According to Lior Shtaygman, who heads the Danon school’s pastry course said, “What characterizes us is taking from what’s around us and creating something new.

“I myself,” he adds, “recently made a tart that was honored to appear on the cover of a Spanish magazine. It was inspired by Greek filo pastry, but with orange-and-mandarin water, what created a Middle Eastern combination of flavors with a modern finish.”

How does Shteygman see the future of Israeli baking?

Conditory Libel in Haifa.Credit: rami shllush

“I think the aspiration is to make desserts much more accessible, really like street food. Just like what Eyal Shani did for pita, is what in my opinion is going to happen in the world of desserts. This blend of international technique with our own raw ingredients is what will make it Israeli. I already see places making use of ground cherry seeds, Turkish delight gel with marzipan stuffed with citrus fruits - things that are totally from here.”

Keren Kadosh, of Jerusalem’s Café Kadosh, notes that, “We Israelis in our character have a lot of chutzpah. The Italians and French will stick by their history and tradition, but we come along and mix everyone up. We take ideas from around the world, we mix them up, and in the end we come up something better. You have to know how to copy, and Israelis are able to do so in a way that makes the imitation better than the original.”

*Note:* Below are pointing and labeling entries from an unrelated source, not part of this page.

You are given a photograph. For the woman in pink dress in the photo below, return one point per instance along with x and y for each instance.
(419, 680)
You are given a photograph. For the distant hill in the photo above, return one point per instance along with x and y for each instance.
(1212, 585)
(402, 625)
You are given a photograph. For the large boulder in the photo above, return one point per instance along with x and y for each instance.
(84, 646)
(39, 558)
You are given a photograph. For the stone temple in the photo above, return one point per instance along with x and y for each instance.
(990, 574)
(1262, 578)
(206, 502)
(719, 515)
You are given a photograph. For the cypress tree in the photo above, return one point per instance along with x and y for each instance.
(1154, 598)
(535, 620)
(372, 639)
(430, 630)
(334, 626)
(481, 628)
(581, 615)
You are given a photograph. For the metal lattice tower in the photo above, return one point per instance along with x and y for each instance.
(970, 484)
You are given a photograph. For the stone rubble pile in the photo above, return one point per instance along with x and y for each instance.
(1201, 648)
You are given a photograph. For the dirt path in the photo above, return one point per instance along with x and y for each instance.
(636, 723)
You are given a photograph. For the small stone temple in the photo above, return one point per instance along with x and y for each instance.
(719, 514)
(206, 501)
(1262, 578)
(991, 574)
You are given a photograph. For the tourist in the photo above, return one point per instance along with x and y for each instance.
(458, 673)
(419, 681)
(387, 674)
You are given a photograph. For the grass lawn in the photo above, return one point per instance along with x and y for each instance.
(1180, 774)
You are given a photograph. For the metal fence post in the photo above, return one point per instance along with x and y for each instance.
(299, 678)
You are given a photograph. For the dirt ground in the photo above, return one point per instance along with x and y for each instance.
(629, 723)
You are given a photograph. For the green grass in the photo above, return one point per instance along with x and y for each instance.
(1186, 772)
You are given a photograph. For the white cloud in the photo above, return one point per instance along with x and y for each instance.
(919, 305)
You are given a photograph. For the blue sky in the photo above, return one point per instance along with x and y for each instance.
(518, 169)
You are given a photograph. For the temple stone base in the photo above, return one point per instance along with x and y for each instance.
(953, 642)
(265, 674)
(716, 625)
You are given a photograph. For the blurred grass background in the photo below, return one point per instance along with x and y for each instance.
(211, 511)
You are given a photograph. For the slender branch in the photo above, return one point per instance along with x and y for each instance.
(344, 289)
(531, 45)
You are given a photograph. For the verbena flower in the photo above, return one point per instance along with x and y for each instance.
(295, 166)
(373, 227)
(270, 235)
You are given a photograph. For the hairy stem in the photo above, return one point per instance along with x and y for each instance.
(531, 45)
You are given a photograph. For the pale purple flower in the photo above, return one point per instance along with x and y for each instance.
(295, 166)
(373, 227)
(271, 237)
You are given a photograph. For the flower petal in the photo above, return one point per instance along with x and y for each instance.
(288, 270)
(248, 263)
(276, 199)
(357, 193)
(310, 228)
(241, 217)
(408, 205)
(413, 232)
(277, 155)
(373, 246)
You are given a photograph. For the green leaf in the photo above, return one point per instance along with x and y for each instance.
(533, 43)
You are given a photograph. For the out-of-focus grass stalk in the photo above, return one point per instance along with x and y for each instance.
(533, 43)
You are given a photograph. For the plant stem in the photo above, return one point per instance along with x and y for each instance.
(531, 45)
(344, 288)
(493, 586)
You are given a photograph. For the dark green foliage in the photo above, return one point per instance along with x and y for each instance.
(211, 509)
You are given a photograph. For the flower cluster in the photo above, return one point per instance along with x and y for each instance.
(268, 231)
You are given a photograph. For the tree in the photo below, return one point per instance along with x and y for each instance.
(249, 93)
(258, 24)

Kadosh says this begins with accommodating the local weather. “We need to lose the heaviness and gelatin, to air out the heavy creams, and get to much lighter textures. I see French people arriving here who prefer the local versions over the Parisian original because they are more appropriate to the time and place. In the neighborhood where I grew up, that pots of the Moroccans and the Kurds, the Hungarians and the Bukharans all mixed. And that’s the way it is with our baking too. We grew up in the neighborhood of heavy Moroccan and Kurdish, Hungarian and Bukharin pots and pans. We’ve mixed. So with baking it’s the same.

“We are groundbreakers and there’s no doubt that the time for pastry specialties will come. I’m already teaching workshops abroad. World pastry makers are surprised by the combinations, and wonder why they come up with them themselves beforehand.”